FILM REVIEW: Phil Hewitt’s take on Red Riding Hood (12A)

Red Riding Hood, Chichester Cineworld (12a), (100 mins) Oh dear. Just when you thought it was safe to go into the woods again, here we go with a rehash of that awful Twilight nonsense.

Poor old Red Riding Hood has been plucked from her fairy tale world and plonked into the Twilight zone, torn between two hunky blokes, one of whom might just be a werewolf.

Twilight? It’s more like a cue for an early night.

But at least, in this latest twist on current obsessions with fantasy baddies, we’ve got all the fun of arch werewolf hunter Father Solomon (Gary Oldman), arriving with all the flourish of Monty Python’s Spanish Inquisition.

His underlings are towing behind them a hollow metal elephant. One up from the comfy chair, it’s an evil means of torture.
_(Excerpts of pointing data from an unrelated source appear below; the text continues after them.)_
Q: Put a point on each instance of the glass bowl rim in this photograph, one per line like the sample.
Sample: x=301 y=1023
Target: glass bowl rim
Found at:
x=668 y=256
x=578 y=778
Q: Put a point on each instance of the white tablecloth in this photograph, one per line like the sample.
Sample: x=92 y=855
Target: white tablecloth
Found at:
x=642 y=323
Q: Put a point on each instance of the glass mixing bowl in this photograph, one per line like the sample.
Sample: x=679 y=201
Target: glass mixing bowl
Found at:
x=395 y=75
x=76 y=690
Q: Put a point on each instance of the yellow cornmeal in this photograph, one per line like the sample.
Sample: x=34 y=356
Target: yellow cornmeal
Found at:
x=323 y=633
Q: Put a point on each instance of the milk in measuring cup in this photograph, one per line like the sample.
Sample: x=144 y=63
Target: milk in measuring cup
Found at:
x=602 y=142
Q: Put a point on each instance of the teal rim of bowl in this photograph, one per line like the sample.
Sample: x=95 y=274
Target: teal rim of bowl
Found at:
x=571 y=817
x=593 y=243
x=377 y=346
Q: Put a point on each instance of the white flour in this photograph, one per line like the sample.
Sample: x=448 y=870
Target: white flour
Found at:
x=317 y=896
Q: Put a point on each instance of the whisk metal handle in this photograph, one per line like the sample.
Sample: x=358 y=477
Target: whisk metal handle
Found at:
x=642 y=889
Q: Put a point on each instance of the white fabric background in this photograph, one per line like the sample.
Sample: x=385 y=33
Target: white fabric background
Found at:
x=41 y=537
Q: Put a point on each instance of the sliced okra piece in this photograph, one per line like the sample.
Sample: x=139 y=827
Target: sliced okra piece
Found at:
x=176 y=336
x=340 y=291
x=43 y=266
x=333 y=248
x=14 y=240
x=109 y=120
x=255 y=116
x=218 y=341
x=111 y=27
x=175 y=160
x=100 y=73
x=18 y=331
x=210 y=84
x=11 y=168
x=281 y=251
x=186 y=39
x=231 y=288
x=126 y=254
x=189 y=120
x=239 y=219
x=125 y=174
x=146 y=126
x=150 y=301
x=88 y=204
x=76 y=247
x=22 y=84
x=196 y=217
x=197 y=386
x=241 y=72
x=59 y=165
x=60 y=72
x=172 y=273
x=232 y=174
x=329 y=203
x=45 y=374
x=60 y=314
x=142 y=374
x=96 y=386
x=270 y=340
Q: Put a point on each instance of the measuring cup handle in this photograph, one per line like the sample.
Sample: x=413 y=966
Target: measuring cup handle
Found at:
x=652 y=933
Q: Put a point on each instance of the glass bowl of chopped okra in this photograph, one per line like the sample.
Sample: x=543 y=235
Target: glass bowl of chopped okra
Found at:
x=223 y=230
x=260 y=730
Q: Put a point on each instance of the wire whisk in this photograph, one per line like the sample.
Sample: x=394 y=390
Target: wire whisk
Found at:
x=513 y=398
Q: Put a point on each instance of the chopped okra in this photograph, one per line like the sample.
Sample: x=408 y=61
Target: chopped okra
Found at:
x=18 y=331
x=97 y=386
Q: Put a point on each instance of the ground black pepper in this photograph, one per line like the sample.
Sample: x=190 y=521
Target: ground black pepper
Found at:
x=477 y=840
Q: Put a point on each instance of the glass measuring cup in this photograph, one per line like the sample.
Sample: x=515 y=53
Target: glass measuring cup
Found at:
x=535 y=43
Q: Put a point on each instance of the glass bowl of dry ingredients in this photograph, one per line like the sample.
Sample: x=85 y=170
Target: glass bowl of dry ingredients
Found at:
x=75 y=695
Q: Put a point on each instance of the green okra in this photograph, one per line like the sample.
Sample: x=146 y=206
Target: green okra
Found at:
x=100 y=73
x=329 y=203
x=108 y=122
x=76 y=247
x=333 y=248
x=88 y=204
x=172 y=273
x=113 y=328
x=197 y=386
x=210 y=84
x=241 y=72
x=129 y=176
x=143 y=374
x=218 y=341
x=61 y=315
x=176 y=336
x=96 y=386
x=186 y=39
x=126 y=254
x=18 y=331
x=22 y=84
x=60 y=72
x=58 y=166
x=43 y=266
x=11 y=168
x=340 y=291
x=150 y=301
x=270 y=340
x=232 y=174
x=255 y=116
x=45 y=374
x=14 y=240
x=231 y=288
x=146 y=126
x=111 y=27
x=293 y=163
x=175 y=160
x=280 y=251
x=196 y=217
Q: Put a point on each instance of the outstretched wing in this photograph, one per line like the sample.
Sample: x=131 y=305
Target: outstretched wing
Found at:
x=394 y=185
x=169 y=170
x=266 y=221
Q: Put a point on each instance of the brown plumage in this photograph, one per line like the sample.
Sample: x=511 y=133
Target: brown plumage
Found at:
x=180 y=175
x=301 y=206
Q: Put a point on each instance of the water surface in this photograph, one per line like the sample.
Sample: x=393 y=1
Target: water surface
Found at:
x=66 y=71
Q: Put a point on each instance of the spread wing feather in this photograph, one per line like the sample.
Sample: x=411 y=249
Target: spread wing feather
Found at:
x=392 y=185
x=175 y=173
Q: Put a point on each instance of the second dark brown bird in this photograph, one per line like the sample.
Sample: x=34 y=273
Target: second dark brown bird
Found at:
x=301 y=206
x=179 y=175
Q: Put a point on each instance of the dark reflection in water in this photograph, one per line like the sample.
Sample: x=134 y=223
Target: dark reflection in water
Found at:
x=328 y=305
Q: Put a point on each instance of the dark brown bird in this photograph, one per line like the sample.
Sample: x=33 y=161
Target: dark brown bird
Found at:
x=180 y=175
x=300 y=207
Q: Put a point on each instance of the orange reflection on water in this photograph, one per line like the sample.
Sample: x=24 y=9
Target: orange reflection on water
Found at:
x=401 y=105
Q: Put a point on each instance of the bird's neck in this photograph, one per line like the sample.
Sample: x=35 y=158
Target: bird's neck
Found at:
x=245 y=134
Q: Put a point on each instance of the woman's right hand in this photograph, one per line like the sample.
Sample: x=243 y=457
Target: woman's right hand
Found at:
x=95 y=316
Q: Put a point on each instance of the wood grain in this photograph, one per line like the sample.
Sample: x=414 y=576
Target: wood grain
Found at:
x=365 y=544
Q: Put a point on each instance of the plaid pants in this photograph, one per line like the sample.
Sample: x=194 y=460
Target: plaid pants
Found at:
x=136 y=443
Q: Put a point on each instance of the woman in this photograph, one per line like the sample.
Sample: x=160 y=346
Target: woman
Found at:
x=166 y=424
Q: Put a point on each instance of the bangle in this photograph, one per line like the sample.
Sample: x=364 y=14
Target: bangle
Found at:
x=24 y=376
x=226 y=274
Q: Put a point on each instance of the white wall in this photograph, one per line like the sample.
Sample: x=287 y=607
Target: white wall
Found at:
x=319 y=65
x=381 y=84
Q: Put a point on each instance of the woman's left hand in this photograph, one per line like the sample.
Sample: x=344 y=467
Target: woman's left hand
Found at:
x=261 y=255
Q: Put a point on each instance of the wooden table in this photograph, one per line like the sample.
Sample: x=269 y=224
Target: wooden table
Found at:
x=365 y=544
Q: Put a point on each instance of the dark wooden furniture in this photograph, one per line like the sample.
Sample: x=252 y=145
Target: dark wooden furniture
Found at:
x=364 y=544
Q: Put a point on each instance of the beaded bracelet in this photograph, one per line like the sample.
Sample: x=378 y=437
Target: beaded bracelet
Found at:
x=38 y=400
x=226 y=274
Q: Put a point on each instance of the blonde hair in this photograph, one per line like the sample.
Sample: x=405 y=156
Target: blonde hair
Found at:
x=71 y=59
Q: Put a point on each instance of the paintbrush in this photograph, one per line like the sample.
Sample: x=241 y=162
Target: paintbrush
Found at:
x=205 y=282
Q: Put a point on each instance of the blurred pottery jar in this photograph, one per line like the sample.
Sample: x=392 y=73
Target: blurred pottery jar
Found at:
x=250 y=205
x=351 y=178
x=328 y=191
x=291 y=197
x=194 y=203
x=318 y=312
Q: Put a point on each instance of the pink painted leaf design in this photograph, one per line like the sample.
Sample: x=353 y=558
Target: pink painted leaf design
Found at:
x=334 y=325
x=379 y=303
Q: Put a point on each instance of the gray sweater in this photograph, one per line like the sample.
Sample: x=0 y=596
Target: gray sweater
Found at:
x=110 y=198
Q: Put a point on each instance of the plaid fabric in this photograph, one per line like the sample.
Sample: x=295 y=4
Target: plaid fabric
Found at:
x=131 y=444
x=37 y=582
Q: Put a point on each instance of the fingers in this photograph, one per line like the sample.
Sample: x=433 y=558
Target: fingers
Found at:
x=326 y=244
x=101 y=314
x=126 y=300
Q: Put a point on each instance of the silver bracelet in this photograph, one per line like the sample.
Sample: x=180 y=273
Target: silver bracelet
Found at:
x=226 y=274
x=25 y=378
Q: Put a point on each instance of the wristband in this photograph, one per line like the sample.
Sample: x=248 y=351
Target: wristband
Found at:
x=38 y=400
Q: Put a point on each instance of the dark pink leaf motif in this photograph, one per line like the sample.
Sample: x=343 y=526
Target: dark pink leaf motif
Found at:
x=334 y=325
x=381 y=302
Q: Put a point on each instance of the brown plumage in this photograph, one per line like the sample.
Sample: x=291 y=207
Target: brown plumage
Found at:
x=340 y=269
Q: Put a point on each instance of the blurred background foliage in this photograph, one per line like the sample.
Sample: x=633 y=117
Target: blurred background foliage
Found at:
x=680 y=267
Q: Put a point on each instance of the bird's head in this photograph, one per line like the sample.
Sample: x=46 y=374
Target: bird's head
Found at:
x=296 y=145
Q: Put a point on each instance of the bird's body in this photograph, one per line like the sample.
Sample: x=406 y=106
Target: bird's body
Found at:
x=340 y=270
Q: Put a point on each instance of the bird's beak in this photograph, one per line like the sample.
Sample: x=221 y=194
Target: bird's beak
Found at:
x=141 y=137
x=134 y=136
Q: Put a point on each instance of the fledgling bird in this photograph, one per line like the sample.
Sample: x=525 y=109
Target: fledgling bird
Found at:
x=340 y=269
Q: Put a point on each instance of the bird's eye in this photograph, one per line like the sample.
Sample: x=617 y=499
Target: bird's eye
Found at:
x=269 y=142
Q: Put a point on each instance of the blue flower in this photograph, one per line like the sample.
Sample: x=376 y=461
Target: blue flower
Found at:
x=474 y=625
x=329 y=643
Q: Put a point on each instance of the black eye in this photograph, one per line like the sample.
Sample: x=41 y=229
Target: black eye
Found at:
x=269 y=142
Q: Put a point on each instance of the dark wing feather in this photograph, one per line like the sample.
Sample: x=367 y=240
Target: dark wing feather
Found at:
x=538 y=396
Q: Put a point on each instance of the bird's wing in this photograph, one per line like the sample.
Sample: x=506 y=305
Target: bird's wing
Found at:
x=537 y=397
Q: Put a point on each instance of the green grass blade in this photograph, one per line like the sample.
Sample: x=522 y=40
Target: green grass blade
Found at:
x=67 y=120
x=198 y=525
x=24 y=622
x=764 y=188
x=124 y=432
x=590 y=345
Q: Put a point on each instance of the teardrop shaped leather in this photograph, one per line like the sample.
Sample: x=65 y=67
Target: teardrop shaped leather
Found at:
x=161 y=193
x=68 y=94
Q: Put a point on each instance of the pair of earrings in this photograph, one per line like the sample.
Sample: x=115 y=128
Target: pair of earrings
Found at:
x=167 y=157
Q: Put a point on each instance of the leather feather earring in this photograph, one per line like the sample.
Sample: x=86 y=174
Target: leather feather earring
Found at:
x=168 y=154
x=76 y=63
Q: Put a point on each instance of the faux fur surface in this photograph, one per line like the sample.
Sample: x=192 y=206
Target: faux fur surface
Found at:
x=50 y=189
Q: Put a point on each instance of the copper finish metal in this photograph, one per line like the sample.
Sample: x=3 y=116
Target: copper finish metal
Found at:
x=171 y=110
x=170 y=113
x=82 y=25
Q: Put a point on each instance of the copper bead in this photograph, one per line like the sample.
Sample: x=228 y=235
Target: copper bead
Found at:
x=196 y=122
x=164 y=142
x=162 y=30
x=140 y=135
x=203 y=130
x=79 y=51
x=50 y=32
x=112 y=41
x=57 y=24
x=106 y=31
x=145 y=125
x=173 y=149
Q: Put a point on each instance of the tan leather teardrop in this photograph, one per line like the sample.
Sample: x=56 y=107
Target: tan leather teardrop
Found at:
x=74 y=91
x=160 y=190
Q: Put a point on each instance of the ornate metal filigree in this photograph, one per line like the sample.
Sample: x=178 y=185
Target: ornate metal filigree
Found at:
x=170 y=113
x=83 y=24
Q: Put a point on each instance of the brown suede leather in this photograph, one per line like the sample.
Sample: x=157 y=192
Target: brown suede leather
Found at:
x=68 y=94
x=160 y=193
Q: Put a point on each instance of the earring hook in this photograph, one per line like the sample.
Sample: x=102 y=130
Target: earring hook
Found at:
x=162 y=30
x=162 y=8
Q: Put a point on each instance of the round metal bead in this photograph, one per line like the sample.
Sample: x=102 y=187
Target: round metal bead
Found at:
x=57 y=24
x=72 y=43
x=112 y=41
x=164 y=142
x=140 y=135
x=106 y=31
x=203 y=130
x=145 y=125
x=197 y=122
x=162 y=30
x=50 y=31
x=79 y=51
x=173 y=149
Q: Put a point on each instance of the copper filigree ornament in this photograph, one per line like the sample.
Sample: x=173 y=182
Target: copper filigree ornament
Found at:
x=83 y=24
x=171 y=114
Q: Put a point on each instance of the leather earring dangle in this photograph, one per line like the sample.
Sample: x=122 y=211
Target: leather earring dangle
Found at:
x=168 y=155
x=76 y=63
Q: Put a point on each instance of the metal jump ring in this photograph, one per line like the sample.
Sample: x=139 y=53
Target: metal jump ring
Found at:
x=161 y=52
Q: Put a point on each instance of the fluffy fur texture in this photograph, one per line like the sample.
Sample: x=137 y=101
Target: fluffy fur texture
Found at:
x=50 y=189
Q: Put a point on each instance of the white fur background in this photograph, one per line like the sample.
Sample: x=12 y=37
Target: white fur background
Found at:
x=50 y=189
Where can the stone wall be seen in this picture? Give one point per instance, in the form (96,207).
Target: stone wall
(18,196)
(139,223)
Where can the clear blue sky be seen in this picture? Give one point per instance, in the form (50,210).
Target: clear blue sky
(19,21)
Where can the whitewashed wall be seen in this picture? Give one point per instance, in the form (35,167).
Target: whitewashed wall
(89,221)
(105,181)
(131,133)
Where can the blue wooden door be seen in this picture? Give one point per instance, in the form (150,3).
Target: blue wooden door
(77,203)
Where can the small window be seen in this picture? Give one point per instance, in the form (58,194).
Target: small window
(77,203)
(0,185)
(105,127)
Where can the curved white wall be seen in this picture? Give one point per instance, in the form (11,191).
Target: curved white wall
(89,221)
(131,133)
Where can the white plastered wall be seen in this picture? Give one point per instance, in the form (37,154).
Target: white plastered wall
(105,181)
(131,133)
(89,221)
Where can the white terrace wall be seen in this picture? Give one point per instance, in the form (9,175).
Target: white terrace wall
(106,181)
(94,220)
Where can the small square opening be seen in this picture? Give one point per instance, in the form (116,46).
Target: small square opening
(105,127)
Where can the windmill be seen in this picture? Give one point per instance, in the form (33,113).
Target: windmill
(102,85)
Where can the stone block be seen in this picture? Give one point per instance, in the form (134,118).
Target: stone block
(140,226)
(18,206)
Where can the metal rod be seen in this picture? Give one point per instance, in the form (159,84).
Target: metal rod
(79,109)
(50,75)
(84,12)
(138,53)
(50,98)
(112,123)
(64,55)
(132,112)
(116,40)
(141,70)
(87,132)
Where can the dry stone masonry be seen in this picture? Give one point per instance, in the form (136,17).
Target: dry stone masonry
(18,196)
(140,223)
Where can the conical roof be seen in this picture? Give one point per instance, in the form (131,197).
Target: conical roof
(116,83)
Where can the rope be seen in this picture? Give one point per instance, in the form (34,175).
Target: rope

If Father Solomon needs a confession, he slings the unfortunate wretch inside his tin elephant (yep, it really is that silly) and lights a fire underneath it At any moment, you’re just waiting for him to tell us that nobody expected him.

Still, at least he sparkles just a bit in this otherwise dreary tale of something not-particularly nasty in the woodcutter’s shed.

Rather than a little girl gaily trotting off to see her grandma, here we get a whole village besieged by its own fear of a werewolf - only the rarest of visitors, until now.

Something somehow has stirred the beast up, and it’s Red Riding Hood’s sister who’s the first to suffer, savaged amongst the haystacks.

Still, Red Riding Hood (Amanda Seyfried) soon gets over it. The grieving process is inevitably fairly short when you’ve got the sweet dilemma of choosing between two tall dark handsome blokes - brooding woodcutter Peter (Shiloh Fernandez) and wealthy hunky Henry (Max Irons).

Adding spice to the emotions - if not to the plodding dialogue - is the fact that one of them might just be harbouring a ghastly secret. And no, it’s not that they wish they were in another film.

Meanwhile, in the background, we do actually get a grandma, a slightly fey Julie Christie, but not even she can help things along in the way they desperately need.

Seyfried looks suitably ravishing in her bid to avoid a ravishing, all sweet and just a bit feisty in her red gown against the forest snow.

But with Tweedle Dum and Tweedle Dee to choose between, you could comfortably forgive her if she opted to elope with the wolf. Or with Father Solomon for that matter. Even the redhot elephant would be a better bet, Instead, it’s all just a bit tame and safe - a big disappointment for a tale which really ought to be all about the blood and the passion. The 12a certificate is a kiss of death more certain than a night with a werewolf.

Maybe you need to be 13 and female to enjoy the film’s finer nuances (Messrs Fernandez and Irons). If you’re neither, you’d best not go down to the woods today.